Tax Law Changes for 2024

IRA Contributions

The 2024 maximum IRA contribution is $7,000 (from $6,500) for those under the age of 50 and $8000 (from $7,500) for those 50 and older.

Elective Deferrals
The maximum deferral to 401(k) plans, 403(b) annuities, 457 deferrals, and salary reduction SEPs increases to $23,000 (from $22,500). The maximum contribution to a SIMPLE plan increases to $16,000 (from $15,500). The “Catch-Up” contributions and elective deferrals is $30,500 (from $30,000).

IRA Deduction Phaseout
If a taxpayer is covered by a retirement plan at work, their IRA deductions may be limited if the AGI on Form 1040 is:

If Your Filing Status Is… And Your Modified AGI Is… Then You Can Take…
Single or
Head of Household
$77,000 or less a full deduction up to the amount of your contribution limit.
more than $77,000 but less than $87,000 a partial deduction.
$87,000 or more no deduction.
Married Filing Jointly or Qualifying Widow(er) $123,000 or less a full deduction up to the amount of your contribution limit.
more than $123,000 but less than $143,000 a partial deduction.
$143,000 or more  no deduction.
Married Filing Separately less than $10,000  a partial deduction.
$10,000 or more  no deduction.
If you file separately and did not live with your spouse at any time during the year, your IRA deduction is determined under the “Single” filing status.

Investment Income 
If the taxpayer’s investment income is over $11,600 (from $11,000), the taxpayer is not eligible for the Earned Income Credit (this includes Interest, Dividends, Stocks & Real Estate Income).

Education Credit 
The maximum American Opportunity Tax Credit (AOTC) remains $2,500 per eligible student.
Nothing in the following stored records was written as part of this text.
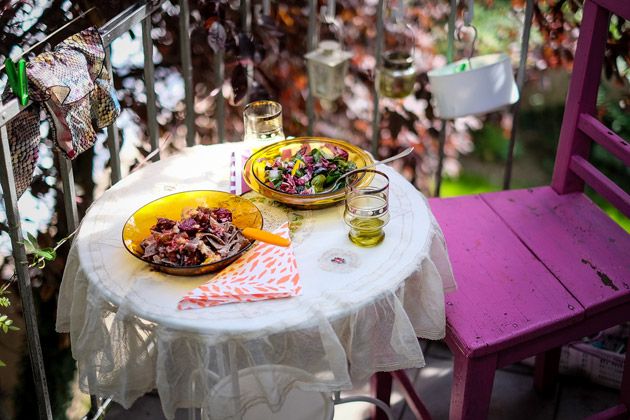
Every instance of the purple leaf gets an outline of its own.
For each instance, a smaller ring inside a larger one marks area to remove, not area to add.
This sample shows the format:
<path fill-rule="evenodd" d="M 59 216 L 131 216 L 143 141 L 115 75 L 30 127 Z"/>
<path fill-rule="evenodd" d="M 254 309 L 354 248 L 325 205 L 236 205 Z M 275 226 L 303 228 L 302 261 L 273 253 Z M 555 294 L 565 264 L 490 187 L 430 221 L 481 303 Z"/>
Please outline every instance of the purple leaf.
<path fill-rule="evenodd" d="M 210 26 L 208 30 L 208 44 L 212 51 L 218 53 L 219 51 L 225 50 L 225 40 L 227 39 L 227 35 L 225 33 L 225 28 L 219 22 L 214 22 Z"/>

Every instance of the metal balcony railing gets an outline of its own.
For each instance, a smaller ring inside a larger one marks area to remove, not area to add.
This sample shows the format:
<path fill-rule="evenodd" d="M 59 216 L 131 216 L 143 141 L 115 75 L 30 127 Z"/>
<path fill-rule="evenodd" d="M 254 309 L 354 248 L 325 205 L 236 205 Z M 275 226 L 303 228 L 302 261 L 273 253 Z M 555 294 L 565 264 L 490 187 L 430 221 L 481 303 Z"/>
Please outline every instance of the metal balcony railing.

The maximum Lifetime Learning Credit (LLC) remains $2,000 per tax return. The phase-out range for the Lifetime Learning Credit (LLC) is $160,000 – $180,000 if married filing jointly and $80,000 – $90,000 for all other filing statuses. The phase-out range for the American Opportunity Tax Credit (AOTC) is $160,000 – $180,000 (MFJ) and $80,000 – $90,000 for all other filing statuses. If your AGI is over $90,000 ($180,000 for joint filers), you cannot claim the (AOTC) credit.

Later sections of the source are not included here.